(この企画は、98年4月10-12日に、海洋科学技術センターの招待で、日本工業新聞記者として「しんかい2000」に搭乗した体験、写真をもとに構成しています。写真、記事の無断転載は禁じます。)

シロウリ貝を採りますか?そうか、私に聞いているんだな。研究者の立場である私の権限でシロウリ貝を採取する。バリッ!ロボットアームは、鋼鉄でできているので、貝殻をつかむのは難しいらしい。生きているのを採りますか?と聞かれたが、どうせ殺してしまうし、食ってもうまくないと聞いているので、やめる。この貝殻は、いまでも私が所有している、後で述べるもう一つのものと一緒に。
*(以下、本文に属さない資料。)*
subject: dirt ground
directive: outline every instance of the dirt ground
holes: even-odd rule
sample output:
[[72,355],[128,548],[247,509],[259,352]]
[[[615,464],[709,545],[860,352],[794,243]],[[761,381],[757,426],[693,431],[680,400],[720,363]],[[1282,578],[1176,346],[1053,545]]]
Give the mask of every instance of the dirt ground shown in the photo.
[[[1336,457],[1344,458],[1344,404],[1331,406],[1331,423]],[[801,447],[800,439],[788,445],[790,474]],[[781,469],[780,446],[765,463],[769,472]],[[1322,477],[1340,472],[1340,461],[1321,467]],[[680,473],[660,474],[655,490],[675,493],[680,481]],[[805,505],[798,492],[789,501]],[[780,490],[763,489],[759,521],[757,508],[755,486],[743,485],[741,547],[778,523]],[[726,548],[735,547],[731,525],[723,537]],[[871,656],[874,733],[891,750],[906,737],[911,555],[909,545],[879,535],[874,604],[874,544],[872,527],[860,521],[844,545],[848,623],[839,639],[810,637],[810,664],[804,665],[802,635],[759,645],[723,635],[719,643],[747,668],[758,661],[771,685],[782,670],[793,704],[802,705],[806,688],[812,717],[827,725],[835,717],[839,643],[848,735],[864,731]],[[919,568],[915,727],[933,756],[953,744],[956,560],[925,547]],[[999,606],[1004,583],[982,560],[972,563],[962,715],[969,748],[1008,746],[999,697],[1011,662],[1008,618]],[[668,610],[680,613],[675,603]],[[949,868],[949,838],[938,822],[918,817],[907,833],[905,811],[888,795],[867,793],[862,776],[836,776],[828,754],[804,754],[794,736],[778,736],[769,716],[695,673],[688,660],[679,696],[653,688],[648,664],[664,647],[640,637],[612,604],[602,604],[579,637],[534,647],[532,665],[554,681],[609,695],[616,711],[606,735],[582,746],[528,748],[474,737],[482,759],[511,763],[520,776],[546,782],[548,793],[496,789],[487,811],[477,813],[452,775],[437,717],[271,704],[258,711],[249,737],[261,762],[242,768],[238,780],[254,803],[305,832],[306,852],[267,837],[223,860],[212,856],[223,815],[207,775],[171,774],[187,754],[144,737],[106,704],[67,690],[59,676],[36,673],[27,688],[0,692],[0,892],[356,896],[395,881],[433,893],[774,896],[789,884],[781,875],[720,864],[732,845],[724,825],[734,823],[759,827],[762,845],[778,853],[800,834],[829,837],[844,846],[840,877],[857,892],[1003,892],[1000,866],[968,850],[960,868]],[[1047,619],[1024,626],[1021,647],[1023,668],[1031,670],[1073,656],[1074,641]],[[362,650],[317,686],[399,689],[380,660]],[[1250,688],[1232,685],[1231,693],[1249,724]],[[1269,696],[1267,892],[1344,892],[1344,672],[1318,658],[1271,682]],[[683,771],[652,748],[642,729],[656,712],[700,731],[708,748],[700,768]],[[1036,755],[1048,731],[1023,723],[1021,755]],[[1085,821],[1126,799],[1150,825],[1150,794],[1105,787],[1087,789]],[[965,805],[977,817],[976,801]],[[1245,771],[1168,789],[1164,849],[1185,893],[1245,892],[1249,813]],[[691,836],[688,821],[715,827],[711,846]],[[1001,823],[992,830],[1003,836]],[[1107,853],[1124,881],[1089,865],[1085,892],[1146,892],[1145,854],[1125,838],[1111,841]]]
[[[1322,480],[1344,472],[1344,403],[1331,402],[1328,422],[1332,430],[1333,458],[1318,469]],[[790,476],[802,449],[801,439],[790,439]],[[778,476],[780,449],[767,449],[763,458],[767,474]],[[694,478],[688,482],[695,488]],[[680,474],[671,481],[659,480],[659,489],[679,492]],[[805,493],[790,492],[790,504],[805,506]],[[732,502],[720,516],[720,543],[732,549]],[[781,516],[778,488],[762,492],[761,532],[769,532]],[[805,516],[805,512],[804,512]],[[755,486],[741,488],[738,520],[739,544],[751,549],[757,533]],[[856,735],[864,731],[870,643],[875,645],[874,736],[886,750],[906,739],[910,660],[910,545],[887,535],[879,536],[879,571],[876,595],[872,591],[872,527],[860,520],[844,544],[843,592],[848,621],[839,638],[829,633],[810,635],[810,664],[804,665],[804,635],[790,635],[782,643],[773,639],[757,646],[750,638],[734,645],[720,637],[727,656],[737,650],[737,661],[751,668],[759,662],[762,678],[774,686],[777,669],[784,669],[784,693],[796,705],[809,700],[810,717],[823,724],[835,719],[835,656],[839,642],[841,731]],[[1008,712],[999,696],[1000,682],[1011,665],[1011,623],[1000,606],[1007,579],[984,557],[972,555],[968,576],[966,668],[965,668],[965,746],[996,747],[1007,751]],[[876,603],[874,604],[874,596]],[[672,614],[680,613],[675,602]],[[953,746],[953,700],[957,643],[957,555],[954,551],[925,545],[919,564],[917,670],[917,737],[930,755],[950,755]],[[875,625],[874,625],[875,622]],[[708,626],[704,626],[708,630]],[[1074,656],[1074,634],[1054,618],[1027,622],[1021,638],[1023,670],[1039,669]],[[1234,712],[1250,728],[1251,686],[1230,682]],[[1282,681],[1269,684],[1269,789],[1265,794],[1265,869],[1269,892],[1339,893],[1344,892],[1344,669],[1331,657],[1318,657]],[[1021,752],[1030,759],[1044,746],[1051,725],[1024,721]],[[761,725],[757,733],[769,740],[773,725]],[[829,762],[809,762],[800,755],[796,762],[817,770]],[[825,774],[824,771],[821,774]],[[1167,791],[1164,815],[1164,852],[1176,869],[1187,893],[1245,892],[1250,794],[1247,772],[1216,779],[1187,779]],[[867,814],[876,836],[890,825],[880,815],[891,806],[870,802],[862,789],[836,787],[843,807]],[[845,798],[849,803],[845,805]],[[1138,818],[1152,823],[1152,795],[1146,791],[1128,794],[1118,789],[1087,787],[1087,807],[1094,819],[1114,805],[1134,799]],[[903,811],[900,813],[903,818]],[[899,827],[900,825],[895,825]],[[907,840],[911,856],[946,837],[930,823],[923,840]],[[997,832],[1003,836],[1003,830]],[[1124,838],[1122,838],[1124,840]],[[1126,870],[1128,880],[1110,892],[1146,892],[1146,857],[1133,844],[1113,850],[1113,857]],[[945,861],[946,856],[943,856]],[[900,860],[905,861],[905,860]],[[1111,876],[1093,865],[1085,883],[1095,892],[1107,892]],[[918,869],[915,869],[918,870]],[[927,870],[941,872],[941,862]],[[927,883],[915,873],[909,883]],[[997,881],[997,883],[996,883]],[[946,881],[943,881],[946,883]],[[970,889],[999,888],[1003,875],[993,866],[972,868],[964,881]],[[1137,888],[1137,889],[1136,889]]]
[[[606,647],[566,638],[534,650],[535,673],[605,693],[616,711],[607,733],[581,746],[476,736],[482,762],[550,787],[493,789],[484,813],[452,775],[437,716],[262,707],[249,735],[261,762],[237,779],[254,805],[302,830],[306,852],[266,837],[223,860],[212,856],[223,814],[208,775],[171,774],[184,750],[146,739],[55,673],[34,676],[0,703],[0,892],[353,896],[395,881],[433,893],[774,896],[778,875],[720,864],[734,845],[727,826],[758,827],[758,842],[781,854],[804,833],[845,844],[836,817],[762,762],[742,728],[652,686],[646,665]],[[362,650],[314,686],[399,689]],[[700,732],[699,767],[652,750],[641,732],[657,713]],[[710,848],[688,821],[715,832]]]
画面左にあるのは、採取した生物などを入れるケースだ。これに入れて、浮上してから直接触ることができる。ここで科学的な話を一席。深海で採取した生物を地上に上げるとすぐ圧力のせいで目玉や内臓が飛び出てしまうんでしょ。何度も聞かれた質問だ。そういう私も、深海の取材を進めるまではそのように思っていた。実際には、肉体を構成する細胞なども、細胞膜を通じて水が行き来するので、あまり急激でなければ、負担はないらしい。逆に言えば、浅いところにいる魚を深海に持っていっても、結構生きることができるらしい。ただし、空気が入っている肺を持つ我々は、圧力によって肺がつぶされて死んでしまう。また、浮き袋に油脂を利用している魚は大丈夫だが、空気を利用している魚も人間と同様に死ぬ。
さらにしんかいを進めると、シロウリ貝の死骸の中にカニが群をなしているのが見えた。シロウリ貝やその腐敗した肉を分解する微生物などを食べにきているようだ。カニにとって、硫化水素の臭さを我慢すれば、この辺りにはたくさんの栄養源がある。このカニはうまいのかそれとも硫黄臭いのか。持ち帰って、鍋にでもしたい気がした。